Member of Parliament for Victoria
- In office October 1935 – June 1945
- Preceded by: Thomas Hubert Stinson
- Succeeded by: Clayton Hodgson

Personal details
- Born: Thomas Bruce McNevin 6 February 1884 Ops Township, Ontario
- Died: 2 March 1951 (aged 67) Omemee, Ontario
- Party: Liberal
- Spouse(s): Edith Dundas m. 22 December 1909
- Profession: farmer

= Bruce McNevin =

Canadian politician

Thomas Bruce McNevin (6 February 1884 - 2 March 1951) was a Liberal party member of the House of Commons of Canada. He was born in Ops Township, Ontario and became a farmer by career.

McNevin attended public and continuation schools in Victoria County, Ontario.

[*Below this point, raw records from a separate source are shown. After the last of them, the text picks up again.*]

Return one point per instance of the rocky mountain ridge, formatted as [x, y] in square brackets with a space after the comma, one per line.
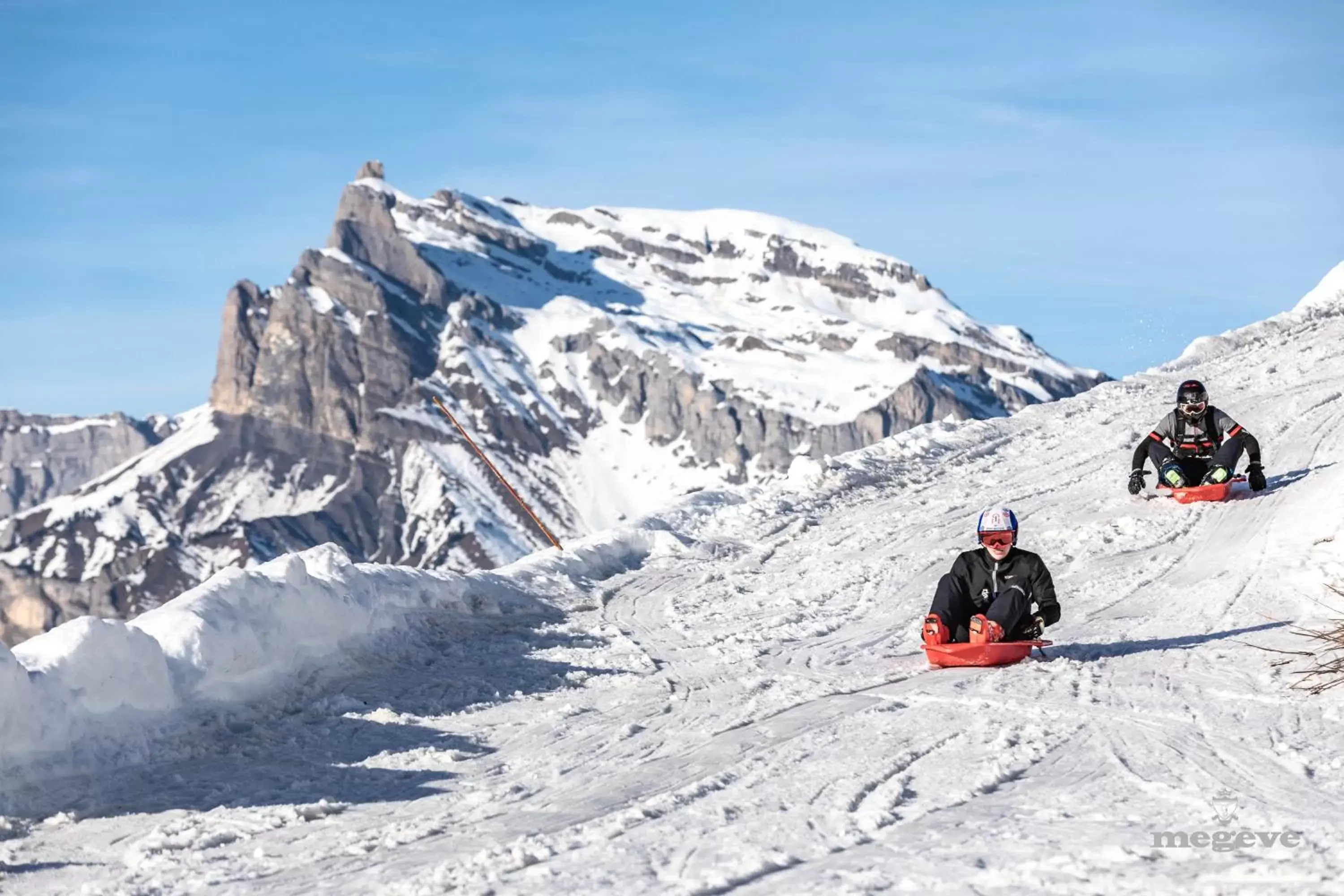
[607, 358]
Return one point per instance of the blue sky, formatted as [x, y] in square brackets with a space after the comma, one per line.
[1115, 178]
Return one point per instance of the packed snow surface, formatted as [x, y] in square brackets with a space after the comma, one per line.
[729, 696]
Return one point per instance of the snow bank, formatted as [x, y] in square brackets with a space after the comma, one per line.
[93, 687]
[99, 692]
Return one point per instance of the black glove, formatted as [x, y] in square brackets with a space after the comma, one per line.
[1256, 476]
[1034, 628]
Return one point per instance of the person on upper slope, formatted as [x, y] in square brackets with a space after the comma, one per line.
[990, 593]
[1206, 444]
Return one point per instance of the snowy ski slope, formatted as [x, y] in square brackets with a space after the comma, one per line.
[729, 696]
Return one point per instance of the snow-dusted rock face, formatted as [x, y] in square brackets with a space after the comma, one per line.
[42, 457]
[608, 359]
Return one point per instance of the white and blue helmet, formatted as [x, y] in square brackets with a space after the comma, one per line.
[998, 520]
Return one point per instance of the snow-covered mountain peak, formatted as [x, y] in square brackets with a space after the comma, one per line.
[608, 359]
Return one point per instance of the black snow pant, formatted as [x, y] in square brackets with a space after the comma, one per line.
[1195, 468]
[1010, 609]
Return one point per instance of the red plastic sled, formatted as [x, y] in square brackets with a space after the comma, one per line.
[1000, 653]
[1193, 493]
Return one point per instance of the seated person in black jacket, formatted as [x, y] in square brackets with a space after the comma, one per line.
[990, 593]
[1206, 445]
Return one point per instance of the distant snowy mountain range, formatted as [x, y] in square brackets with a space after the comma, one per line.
[609, 359]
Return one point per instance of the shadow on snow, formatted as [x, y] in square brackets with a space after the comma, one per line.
[1084, 652]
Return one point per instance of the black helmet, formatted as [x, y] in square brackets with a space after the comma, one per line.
[1191, 400]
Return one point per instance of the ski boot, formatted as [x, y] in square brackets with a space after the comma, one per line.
[1172, 474]
[935, 632]
[986, 630]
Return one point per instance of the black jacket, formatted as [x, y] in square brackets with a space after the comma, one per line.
[983, 577]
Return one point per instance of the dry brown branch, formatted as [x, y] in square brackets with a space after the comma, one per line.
[1327, 652]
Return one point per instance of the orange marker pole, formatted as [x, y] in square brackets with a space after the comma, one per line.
[495, 470]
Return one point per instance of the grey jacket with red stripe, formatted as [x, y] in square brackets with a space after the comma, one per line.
[1197, 439]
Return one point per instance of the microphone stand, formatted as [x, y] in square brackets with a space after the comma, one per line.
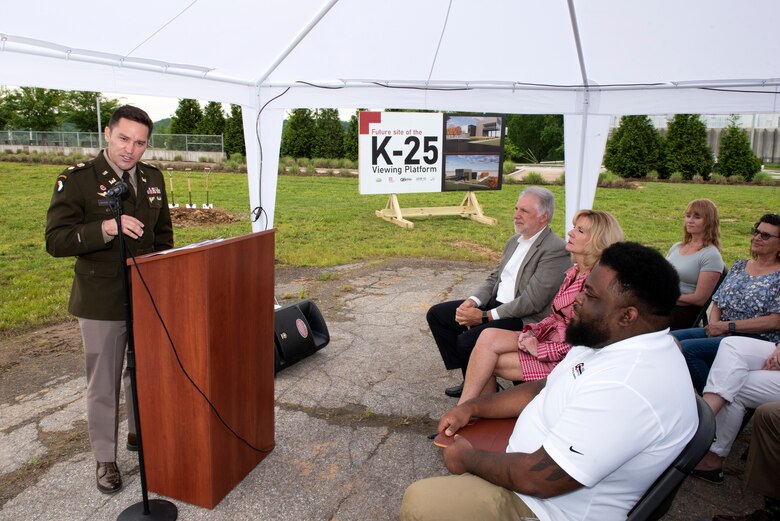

In Lindsay, he became president of the Farmers Union Insurance Company.

He was first elected to Parliament at the Victoria, Ontario riding in the 1935 general election after an unsuccessful campaign there as a Progressive party candidate in 1925. He was re-elected in 1940 then defeated by Clayton Hodgson of the Progressive Conservatives in 1945. McNevin was also unsuccessful in unseating Hodgson in 1949.

McNevin died at Omemee, Ontario on 2 March 1951 survived by his wife (Edith Dundas) and two daughters.